On Tuesday, Senate Republicans on the Health, Education, Labor & Pensions Committee released the text of their portion of the “Big, Beautiful Bill.” The legislative proposal would make significant changes to student borrowing and higher education throughout the country, though some of these changes would be less drastic than those contained in the bill passed by House Republicans last month.

The Senate plan mirrors the House plan in its call to reshape the federal student loan system by eliminating Grad PLUS loans along with capping Parent PLUS loans at $65,000 ($15,000 increase from House plan) and graduate student borrowing at $100,000 (same as House plan).

Furthermore, both the Senate and the House bills would create a workforce Pell program, expanding grant eligibility to short-term credential programs that run from 8 to 15 weeks.

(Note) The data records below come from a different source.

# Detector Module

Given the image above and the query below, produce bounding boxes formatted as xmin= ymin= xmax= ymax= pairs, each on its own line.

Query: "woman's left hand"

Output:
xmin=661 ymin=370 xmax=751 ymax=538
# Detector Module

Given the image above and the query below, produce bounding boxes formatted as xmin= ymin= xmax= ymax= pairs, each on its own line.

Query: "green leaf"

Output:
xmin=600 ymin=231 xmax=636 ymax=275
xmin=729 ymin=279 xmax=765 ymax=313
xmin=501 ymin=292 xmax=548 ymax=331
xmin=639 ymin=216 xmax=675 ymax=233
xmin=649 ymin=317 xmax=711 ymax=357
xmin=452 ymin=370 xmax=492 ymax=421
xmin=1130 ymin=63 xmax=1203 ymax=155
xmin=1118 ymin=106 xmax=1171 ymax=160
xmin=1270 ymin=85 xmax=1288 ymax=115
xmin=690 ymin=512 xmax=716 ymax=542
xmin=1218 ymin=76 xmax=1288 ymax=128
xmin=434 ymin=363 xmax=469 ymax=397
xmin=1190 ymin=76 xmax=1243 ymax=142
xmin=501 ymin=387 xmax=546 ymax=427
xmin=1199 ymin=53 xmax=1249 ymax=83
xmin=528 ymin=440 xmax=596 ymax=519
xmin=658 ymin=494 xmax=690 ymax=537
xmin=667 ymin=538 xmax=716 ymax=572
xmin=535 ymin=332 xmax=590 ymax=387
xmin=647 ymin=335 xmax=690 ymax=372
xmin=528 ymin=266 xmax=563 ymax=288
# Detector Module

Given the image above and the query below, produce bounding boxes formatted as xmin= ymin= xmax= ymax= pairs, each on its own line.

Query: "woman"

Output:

Some of the most controversial plans in the House text, however, are either scrapped or significantly altered in the Senate version. For instance, the Senate scrapped a House plan that would require colleges to cover unpaid student loans, preferring instead to tie colleges’ access to federal student loans to students’ earnings after graduation. Under the Senate’s plan, undergraduate programs could lose aid eligibility if their students earn less than an adult with a high school diploma. For graduate and professional programs, student earnings would be compared with bachelor’s degree holders.

Additionally, the Senate version does not cap undergraduate borrowing or eliminate unsubsidized loans, and it scraps the House’s plan to increase the number of credits needed to be considered full-time for Pell eligibility from 12 to 15.

While these changes have been approved by the committee, the bill still faces a long road ahead. Significant changes between House and Senate versions of the “Big, Beautiful Bill,” still need to be worked out, meaning another vote in the House may be necessary if it passes the Senate. Additionally, some GOP Senators remain wary of Medicaid cuts and other controversial provisions contained in the massive legislative package.